Annette Daly in Russia

It’s Murmansk, Russia, and the April air temperature is below freezing. More pertinently, the water into which you are about to step is at freezing point – and you’re going to be spending the next 20 minutes or so swimming in nothing more than a bathing suit. You raise the flag of your native country above your head, and the crowd go wild. How do you feel?

“Absolutely terrified,” says Annette Daly, Careers Adviser at the University, and gold medallist for Zimbabwe at the 2015 World Ice Swimming Championship. “I thought to myself, ‘What on earth am I doing here? This is really going to hurt’. Just talking about it now is giving me butterflies.”

For Annette, it was the pinnacle of a remarkable adventure – one that saw her transported to the realms of superstardom for five days. Now, back on campus with her feet firmly on dry land, the story unfolds equal parts bravery, eccentricity…shivery.

“It all began when I became member of the Devon and Cornwall Wild Swimming group,” she says. “Through the club, I discovered a group of like-minded people who enjoy swimming in cold water. There’s something about swimming in really cold water – it’s the mental challenge for sure, but you also get this tremendous endorphin rush afterwards. I've always enjoyed it.”

Training at a quarry lake on Bodmin Moor, Annette completed her first ice mile in 2014, becoming the 74th person to achieve the feat. Despite enjoying the experience, a back injury took her out of the water for a number of months, and it was only when she applied to take part in the World Championships – and was accepted to represent Zimbabwe – that things really began to happen.

“I’d been off work and having physio on my back and the combination of the exercise and the cold water really helped me get back to work,” Annette says. “I did a couple of swims, including one at Lake Windermere, and began to regain my fitness. With ice swimming, it’s not something you can do on your own – you need a lot of support, like medical teams around you in case you get into difficulties.”

Annette Daly

Taking the plunge

There’s something about swimming in really cold water – it’s the mental challenge for sure, but you also get this tremendous endorphin rush afterwards.

Annette Daly

For an ice mile to be officially ratified, the water has to be below 5º Celsius in three separate readings, and must be videoed and ratified by observers. Simply finding water that is cold enough can be a challenge in the UK, and meant Annette had to find some truly novel ways to acclimatise.

She says: “Apart from my pool training, I would swim once a week at the quarry in Cornwall. One day we turned up to find it had frozen, so we cut a hole in the ice and sat in the water! And then an engineer friend took a fresh water tub, of the type you find on building sites, and modified it for me. I filled it with water, and I would sit in there every day before work. I started at five minutes and by the end I was in there for 20. It was torture.”

Annette completed her second ice mile at the Lough Dan Invitational Ice Mile in Ireland in February, braving 3.8º water, and then set off for the combined World Ice Swimming Championships and Russian Open Water Swimming Championships in March. Touching down with competitors from 15 nations, she found herself greeted at the tiny airport by media, personal translators, regional dignitaries, and the warmth of a hugely excited local population.

“Ice swimmers are viewed as celebrities in Russia, so we had television reporters and photographers swarming all over us before we’d even grabbed our bags,” she says. “And I've never signed autographs before!” 

Just 24 hours later, she was led out for her ‘heat’ in a pool that had been carved by chainsaw out of the ice of Lake Semenovskoe.

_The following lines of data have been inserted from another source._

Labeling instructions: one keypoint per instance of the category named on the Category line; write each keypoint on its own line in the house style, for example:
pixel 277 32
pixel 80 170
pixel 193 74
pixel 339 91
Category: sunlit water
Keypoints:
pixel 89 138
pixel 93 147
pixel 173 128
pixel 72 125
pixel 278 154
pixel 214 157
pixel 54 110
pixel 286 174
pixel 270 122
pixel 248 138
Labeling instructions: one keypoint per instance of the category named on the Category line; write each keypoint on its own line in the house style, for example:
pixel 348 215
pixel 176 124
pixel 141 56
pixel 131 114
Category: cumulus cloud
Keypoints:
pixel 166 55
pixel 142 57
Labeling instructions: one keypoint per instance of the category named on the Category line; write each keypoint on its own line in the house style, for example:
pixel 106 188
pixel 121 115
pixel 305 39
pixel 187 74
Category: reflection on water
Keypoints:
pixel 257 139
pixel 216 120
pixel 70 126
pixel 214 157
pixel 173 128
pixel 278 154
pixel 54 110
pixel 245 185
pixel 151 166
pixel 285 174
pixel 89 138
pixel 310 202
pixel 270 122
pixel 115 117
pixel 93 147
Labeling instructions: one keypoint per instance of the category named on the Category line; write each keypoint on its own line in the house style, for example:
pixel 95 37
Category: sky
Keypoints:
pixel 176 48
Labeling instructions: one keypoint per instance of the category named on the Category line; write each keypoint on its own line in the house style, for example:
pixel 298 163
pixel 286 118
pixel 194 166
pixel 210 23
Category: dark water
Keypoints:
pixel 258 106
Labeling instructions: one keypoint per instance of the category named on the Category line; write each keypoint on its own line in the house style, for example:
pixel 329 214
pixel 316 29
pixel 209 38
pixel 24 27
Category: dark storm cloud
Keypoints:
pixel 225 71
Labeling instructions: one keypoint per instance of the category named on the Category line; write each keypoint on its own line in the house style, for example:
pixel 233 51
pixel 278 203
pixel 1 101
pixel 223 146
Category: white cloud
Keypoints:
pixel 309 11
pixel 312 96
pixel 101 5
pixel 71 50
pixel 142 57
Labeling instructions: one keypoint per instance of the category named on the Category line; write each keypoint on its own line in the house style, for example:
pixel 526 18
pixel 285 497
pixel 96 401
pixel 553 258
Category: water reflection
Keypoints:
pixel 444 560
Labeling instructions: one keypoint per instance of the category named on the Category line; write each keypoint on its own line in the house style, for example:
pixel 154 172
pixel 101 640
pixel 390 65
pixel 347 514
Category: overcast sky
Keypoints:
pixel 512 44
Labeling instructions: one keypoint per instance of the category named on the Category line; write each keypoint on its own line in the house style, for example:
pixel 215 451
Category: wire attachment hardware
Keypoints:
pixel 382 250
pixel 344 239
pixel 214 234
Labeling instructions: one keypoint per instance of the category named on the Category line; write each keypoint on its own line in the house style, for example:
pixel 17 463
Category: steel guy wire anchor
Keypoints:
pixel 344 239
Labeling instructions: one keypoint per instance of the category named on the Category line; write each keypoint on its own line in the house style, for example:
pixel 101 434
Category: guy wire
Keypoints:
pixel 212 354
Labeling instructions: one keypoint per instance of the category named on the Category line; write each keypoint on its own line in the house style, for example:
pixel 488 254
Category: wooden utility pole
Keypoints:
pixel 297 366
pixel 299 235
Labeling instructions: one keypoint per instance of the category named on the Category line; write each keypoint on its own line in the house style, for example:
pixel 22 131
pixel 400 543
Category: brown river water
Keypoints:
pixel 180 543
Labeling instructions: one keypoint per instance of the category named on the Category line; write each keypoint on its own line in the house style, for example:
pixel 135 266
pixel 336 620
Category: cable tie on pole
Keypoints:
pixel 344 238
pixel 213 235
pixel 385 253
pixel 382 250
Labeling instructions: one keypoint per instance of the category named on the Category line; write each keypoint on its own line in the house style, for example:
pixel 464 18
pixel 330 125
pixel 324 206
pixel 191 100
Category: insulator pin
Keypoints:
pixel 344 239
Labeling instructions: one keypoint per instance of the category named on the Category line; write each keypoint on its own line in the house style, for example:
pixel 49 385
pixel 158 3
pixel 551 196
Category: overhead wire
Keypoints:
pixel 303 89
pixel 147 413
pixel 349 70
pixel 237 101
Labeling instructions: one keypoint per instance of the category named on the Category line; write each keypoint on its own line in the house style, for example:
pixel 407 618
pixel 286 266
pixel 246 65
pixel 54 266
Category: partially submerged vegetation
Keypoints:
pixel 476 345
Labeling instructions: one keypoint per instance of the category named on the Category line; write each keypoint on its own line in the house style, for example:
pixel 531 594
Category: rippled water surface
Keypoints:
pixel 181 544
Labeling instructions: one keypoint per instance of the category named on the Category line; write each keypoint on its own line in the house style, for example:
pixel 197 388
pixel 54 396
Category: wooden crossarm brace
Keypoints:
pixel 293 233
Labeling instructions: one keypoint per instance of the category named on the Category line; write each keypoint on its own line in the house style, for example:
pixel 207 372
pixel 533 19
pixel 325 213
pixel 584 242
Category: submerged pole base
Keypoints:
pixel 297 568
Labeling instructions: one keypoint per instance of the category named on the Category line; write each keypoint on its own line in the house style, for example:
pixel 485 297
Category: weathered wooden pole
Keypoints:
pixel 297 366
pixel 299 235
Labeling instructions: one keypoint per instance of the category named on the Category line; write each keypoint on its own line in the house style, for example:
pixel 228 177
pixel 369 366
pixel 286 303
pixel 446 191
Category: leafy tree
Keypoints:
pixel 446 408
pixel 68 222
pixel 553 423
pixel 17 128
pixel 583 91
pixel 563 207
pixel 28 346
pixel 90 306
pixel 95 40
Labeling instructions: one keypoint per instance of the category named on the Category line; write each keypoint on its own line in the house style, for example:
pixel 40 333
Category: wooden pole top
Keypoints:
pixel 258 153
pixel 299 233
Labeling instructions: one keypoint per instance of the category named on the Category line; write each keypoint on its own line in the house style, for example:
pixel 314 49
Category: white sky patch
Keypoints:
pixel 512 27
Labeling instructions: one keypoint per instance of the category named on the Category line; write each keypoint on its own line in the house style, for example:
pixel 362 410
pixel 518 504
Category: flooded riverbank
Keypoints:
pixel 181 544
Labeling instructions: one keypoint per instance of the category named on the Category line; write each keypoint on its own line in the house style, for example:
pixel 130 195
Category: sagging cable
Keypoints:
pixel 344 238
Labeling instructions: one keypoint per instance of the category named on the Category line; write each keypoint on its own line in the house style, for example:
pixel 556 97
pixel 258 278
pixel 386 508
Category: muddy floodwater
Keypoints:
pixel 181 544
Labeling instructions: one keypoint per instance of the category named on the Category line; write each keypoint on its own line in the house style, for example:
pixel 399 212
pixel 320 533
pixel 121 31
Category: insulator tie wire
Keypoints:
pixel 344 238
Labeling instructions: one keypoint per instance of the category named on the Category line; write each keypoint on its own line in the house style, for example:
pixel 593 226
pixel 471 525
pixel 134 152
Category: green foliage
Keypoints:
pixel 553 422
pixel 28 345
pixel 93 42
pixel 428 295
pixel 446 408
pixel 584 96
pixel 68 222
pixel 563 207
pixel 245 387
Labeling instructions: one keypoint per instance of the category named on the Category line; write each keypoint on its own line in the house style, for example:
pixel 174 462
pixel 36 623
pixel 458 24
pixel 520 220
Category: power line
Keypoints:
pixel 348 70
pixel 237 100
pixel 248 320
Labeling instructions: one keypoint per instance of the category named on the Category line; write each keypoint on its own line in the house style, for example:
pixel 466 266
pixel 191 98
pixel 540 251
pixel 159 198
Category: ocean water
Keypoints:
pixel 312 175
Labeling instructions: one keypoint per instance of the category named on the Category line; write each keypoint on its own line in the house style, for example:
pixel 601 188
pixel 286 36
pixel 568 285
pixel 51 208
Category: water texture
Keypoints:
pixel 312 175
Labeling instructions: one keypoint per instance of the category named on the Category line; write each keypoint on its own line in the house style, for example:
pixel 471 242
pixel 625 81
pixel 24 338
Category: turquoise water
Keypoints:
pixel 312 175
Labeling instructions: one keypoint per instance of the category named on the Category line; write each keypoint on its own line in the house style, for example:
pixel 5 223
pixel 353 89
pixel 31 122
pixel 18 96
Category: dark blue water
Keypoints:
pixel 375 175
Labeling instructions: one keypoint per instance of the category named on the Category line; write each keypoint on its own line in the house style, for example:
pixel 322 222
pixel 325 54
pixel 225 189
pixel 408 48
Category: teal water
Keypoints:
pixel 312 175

“You have to mentally prepare yourself for that initial shock when you first get in the water,” she says. “I concentrate on my breathing – you have to control it otherwise your body can quickly slip into difficulty. First, you get pins and needles all over and then numbness through your hands and feet. Next, the muscles start to contract and your stroke essentially begins to shorten. The water in Russia was the coldest I have known – it was like swimming through a slush puppy. I could feel the ice crystals forming.”

Annette took 21 minutes to swim the one-kilometre course – securing a gold medal for her age category as a result. Over the next two days, at the same venue, she took part in four sprints and finally a 450m race in which she won a bronze medal. She describes this as the hardest race of the competition as she had not yet recovered from the previous five races. Plenty of others didn't even get that far – thorough medicals before each event saw some athletes refused permission to compete, while ‘seconders’ watched each competitor closely for signs of fatigue, with some forced to retire, even with mere metres remaining.

“On each occasion, I was assisted from the pool by a couple of burly Russians, and taken to the medical tent, where they gradually and quite expertly warmed you – it was worth it for all the hot towels they wrapped you in,” she says. “They looked after the competitors incredibly well.”

Annette is keen to repeat the experience at the 2017 World Championships in Germany, and with ice swimming potentially becoming a Winter Olympic sport, the possibility of representing Zimbabwe on the coldest, grandest stage is not beyond the realms of possibility. Mother, careers adviser, torch-bearer?

“We’ll see what the future holds,” she adds. “All I know is that I’m doing the Plymouth Breakwater Swim next, and it will be an awful lot warmer!”